No person or vessel may enter or remain in a safety zone without 
permission from the Captain of the Port or the towing vessel JOKER.
    (3) There are three sections of pipeline that will be removed. The 
first two sections of pipeline to be removed are in Anchorage No. 7, 
Marcus Hook Anchorage, in the Delaware River.
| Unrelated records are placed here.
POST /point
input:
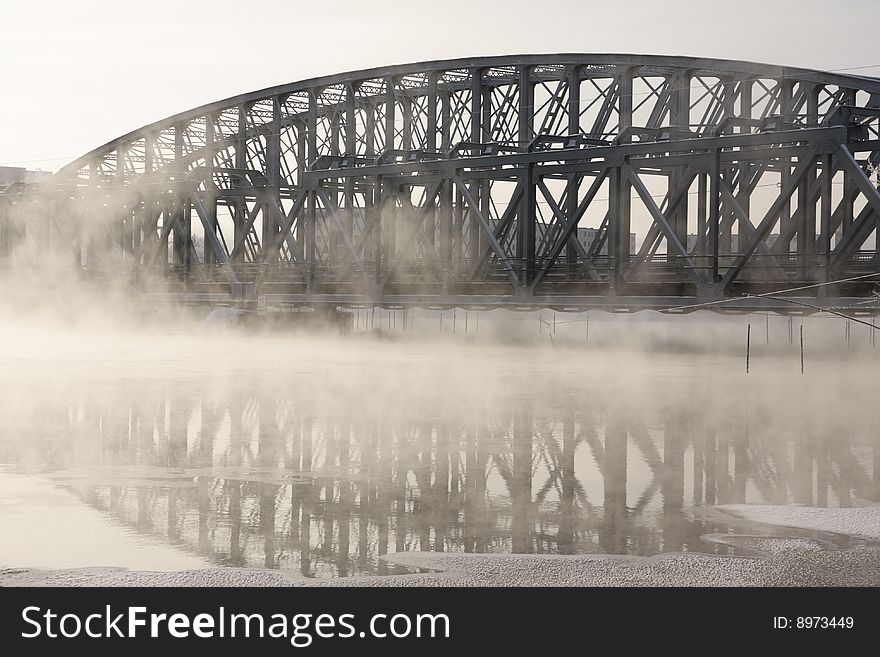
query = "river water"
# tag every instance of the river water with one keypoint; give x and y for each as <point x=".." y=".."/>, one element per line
<point x="318" y="456"/>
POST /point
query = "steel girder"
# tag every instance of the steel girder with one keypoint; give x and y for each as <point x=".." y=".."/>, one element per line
<point x="474" y="179"/>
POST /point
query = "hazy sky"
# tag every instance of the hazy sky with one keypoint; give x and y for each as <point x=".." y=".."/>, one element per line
<point x="78" y="74"/>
During removal of these 
sections of pipeline, the safety zone will restrict vessels from 
anchoring in the lower portion of Anchorage No. 7.
    (4) During removal of the third section of pipeline, operations 
will be conducted within the main navigational channel and vessels will 
be required to transit through the lower portion of Anchorage No. 7. 
The Coast Guard will issue a Broadcast Notice to Mariners via VHF-FM 
marine channel 16, Local Notice to Mariners, and Marine Safety 
Information Bulletin further defining specific work locations and 
traffic patterns.
    (5) All vessels must operate at the minimum safe speed necessary to 
maintain steerage and reduce wake.
    (6) This section applies to all vessels that intend to transit 
through the safety zone except vessels that are engaged in the 
following operations: enforcement of laws, service of aids to 
navigation, and emergency response.
    (d) Enforcement periods. This section will be enforced from 
November 21, 2017, through December 8, 2017.

    Dated: November 20, 2017.
Scott E. Anderson,
Captain, U.S. Coast Guard, Captain of the Port, Delaware Bay.